— Дай… дай… дай!.. — на всю избу зазвенел тонкий голосок, звучавший рыданьем, и из красных порванных лохмотьев показались тянувшиеся к столу и к хлебу крошечные, тонкие, желтые, как воск, ручонки.

— Чего стоишь, как столб? — попрежнему грубо крикнул Павел. — Принеси его сюда и накорми. Слышишь? Ну!

Послушно, как ребенок, взяла она дитя на руки и понесла к столу. Ребенку было уже, вероятно, больше года, так как он уже говорил и умел различать предметы, однако он был такой крошечный и легонький, что даже эта бессильная, исхудалая и измученная женщина несла его, как перышко. Франка села с ребенком у края стола и вложила ему кусок хлеба в маленькие ручки, которые сейчас же с жадностью понесли этот хлеб в рот. Павел поставил перед Франкой тарелку дымившейся похлебки.
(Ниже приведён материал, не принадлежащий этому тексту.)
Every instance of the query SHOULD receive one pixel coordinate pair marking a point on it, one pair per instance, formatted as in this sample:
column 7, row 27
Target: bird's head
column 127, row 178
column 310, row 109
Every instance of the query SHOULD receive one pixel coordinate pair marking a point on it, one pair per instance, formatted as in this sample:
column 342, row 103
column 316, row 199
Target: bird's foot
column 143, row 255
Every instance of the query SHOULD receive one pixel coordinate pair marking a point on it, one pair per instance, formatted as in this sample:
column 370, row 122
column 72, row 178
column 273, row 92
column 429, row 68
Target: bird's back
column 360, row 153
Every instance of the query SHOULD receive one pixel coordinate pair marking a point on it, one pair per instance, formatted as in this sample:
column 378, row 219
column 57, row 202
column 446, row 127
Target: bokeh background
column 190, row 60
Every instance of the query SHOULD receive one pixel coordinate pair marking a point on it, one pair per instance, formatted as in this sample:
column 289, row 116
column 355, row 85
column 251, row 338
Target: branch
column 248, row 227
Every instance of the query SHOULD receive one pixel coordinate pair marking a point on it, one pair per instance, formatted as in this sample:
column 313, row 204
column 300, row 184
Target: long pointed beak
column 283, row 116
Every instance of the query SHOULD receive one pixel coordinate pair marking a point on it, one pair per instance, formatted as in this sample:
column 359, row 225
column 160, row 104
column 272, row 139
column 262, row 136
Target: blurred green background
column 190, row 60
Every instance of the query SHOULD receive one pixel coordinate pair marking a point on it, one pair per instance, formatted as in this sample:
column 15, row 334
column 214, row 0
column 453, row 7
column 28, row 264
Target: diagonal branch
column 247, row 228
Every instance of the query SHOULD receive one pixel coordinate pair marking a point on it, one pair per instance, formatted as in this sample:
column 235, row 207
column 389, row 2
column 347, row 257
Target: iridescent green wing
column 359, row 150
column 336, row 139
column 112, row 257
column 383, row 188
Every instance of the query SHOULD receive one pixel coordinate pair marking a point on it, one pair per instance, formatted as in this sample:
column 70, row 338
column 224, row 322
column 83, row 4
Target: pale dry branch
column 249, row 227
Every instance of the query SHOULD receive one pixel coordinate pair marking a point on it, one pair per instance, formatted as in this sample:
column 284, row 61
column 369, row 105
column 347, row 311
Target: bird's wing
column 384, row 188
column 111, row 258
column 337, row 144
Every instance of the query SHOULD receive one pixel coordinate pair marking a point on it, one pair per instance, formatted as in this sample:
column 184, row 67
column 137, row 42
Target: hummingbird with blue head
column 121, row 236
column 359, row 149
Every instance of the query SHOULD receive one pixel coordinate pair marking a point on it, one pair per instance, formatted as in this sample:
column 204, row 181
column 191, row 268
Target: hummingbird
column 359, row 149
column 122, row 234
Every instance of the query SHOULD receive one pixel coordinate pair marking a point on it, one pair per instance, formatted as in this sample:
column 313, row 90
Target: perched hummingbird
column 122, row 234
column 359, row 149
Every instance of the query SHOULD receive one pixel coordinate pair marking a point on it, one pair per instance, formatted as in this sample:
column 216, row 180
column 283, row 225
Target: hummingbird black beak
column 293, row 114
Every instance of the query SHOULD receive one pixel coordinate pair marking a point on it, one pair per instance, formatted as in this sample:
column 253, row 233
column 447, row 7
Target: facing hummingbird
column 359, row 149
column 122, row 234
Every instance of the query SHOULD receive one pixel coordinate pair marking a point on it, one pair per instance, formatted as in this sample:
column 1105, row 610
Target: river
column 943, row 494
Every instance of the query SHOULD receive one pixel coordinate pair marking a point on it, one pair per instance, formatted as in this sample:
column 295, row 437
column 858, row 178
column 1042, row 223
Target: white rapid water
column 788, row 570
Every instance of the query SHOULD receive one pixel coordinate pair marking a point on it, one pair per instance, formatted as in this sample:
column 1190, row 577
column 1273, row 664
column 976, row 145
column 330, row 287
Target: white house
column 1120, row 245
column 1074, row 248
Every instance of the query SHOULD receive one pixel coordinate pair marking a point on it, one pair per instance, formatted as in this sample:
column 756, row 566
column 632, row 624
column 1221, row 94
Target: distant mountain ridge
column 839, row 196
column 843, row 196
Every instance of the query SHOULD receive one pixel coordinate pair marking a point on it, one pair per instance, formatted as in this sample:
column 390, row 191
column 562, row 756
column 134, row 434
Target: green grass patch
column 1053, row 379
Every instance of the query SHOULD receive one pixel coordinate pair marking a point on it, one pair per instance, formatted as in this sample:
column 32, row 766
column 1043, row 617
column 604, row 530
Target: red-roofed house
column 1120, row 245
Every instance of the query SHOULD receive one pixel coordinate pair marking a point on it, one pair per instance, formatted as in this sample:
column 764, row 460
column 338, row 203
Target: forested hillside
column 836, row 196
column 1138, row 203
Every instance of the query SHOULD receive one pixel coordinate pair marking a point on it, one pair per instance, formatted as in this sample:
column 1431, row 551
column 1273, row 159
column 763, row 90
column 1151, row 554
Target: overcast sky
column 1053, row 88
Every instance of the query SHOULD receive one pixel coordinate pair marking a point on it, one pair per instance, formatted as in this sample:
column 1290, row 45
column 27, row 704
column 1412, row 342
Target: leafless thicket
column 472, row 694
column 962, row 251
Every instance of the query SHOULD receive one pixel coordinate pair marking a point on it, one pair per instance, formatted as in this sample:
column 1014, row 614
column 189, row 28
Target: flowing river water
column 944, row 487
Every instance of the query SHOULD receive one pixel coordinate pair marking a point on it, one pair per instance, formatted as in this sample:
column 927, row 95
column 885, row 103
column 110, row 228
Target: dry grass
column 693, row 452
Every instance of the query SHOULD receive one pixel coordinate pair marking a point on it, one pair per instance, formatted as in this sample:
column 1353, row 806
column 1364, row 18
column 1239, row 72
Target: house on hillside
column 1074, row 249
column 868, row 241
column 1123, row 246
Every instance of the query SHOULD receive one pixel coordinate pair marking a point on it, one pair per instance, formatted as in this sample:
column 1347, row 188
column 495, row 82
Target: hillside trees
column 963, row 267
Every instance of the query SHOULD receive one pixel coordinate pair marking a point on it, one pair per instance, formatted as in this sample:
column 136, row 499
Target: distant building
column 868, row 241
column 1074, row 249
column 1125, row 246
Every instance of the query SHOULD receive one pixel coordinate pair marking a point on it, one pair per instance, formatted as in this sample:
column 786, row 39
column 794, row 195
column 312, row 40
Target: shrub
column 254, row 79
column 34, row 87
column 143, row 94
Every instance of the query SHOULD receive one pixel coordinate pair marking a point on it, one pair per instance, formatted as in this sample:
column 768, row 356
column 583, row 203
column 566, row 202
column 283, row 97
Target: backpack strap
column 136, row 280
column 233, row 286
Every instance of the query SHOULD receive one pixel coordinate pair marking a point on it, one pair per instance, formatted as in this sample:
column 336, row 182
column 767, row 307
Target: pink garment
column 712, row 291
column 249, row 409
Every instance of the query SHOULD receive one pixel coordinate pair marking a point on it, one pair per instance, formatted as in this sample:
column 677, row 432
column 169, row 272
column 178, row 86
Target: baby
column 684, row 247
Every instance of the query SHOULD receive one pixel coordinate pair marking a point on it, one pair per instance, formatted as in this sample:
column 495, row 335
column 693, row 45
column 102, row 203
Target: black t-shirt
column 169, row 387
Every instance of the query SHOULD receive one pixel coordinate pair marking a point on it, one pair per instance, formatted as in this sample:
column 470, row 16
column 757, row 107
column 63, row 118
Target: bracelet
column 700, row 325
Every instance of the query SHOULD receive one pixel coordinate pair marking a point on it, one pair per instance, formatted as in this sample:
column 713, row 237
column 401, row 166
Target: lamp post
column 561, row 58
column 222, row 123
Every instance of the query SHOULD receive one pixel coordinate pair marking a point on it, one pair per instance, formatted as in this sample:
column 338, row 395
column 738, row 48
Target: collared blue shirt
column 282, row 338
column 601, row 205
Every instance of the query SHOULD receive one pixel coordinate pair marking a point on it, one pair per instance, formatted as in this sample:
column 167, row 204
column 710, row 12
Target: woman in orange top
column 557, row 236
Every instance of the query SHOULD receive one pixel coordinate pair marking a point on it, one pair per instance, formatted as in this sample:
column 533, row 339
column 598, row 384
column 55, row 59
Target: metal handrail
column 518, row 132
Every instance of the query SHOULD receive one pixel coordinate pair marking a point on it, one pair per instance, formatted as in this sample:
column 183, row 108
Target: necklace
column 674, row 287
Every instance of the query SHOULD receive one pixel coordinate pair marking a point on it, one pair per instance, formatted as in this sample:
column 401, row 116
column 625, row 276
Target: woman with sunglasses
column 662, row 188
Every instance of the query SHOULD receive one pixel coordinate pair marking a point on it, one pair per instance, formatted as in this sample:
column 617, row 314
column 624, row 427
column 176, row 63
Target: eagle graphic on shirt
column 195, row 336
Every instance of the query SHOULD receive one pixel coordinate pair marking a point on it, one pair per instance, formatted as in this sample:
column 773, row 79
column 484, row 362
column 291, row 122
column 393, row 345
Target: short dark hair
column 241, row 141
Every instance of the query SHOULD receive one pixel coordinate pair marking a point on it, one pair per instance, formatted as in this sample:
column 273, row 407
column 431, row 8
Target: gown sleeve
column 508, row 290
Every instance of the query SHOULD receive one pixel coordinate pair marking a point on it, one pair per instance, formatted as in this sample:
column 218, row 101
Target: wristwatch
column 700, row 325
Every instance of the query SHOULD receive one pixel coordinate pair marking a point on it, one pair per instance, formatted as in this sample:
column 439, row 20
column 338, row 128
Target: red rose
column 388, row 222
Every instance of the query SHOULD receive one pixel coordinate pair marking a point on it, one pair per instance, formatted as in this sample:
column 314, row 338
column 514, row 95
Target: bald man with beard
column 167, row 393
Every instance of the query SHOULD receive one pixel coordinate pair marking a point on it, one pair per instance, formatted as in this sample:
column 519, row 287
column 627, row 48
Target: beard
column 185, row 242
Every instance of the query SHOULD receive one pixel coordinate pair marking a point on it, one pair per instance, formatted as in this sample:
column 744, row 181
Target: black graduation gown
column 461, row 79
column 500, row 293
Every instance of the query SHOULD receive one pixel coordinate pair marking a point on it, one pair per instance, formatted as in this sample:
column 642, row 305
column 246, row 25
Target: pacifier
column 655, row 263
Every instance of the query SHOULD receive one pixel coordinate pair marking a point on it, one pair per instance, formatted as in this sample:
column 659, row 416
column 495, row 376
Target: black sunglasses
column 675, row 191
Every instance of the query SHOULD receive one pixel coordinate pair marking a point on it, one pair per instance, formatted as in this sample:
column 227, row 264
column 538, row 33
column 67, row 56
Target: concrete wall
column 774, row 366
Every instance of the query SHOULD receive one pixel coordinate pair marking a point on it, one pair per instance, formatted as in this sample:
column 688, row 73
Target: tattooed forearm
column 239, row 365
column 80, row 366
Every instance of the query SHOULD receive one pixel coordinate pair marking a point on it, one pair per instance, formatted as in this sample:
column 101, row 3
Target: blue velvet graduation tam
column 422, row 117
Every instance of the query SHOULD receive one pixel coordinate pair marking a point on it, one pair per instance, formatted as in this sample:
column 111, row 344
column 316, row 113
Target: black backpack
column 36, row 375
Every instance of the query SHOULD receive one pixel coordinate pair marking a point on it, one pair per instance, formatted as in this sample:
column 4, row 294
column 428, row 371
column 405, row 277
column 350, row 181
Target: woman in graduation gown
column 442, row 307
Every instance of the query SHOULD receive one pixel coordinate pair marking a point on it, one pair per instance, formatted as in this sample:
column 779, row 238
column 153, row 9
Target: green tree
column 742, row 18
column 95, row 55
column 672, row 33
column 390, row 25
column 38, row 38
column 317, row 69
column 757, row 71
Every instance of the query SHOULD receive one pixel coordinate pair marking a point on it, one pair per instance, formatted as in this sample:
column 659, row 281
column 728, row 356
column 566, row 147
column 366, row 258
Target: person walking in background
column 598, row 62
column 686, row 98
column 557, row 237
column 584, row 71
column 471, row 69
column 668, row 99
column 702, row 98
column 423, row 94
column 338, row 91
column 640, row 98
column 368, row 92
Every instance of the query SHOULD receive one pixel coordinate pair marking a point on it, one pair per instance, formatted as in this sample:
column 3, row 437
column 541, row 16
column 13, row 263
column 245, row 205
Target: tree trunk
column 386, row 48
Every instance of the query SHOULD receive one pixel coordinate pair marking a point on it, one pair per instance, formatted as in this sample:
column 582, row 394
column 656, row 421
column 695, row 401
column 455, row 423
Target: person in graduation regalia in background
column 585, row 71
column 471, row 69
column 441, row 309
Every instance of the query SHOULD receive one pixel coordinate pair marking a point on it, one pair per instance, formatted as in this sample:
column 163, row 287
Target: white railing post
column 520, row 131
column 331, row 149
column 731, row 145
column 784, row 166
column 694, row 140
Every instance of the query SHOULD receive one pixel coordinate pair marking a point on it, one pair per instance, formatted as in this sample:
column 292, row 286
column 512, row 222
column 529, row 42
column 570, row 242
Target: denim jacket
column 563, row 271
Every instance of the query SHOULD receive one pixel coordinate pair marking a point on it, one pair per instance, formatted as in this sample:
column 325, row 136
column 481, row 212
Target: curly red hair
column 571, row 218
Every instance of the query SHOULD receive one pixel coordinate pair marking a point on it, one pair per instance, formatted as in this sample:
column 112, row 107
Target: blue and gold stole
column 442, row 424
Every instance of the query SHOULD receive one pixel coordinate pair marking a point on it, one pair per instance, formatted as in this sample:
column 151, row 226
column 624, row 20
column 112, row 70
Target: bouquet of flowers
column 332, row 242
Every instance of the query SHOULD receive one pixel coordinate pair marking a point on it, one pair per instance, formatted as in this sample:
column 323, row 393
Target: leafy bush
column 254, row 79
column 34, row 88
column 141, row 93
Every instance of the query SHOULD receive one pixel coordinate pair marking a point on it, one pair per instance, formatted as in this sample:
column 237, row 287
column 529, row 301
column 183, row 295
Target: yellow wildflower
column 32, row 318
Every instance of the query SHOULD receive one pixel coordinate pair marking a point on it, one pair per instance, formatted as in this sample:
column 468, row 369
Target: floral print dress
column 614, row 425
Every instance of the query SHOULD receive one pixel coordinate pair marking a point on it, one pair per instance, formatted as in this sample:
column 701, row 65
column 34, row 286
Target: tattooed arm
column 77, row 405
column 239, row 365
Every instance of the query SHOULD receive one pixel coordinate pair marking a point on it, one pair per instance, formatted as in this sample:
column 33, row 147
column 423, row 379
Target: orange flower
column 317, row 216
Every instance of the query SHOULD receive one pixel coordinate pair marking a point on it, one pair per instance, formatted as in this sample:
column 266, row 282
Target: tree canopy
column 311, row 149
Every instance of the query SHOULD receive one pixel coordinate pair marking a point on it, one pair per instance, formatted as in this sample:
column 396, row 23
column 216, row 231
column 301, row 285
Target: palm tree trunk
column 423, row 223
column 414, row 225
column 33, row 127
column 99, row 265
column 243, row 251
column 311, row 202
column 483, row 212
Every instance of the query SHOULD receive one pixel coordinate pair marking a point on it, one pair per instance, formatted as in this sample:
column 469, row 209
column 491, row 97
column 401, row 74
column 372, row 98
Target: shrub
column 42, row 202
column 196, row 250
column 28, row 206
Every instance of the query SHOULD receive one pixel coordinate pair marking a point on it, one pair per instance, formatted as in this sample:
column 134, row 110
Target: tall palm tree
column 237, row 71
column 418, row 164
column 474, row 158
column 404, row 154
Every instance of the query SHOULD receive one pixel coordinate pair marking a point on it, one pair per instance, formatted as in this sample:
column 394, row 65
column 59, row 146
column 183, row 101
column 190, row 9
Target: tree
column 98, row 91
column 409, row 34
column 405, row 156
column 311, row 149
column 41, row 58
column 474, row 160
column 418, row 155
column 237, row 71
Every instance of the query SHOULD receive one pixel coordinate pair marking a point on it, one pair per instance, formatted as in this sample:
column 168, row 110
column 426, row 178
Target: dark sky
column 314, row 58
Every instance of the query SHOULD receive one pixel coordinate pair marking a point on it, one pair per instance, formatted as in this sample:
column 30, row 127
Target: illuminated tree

— Ешь и ребенку дай! — сказал он, а сам сел поодаль у стенки, в тени.

Она пробовала есть, но не могла; пища не шла ей в горло, и глаза ежеминутно наполнялись слезами.

Она дула на деревянную ложку и понемножку вливала похлебку в рот малютки. В избе царило молчание, нарушаемое только громким чмоканьем ребенка и тяжелым дыханием Павла… Там, где он сидел, было темно, и нельзя было заметить, смотрел ли он на Франку; однако несколько погодя он заговорил громко, но кротко:

— Почему ты не ешь?

— Не хочу… — еле слышным голосом ответила она.

Он встал, с минуту повозился около печки, а потом поставил перед ней стакан зеленоватого чаю и опять уселся на прежнее место вдали от стола. Ребенок, согретый горячей похлебкой и сытый, встрепенулся будто птичка и, протянув маленький палец к стакану, закричал:

— Цай! цай!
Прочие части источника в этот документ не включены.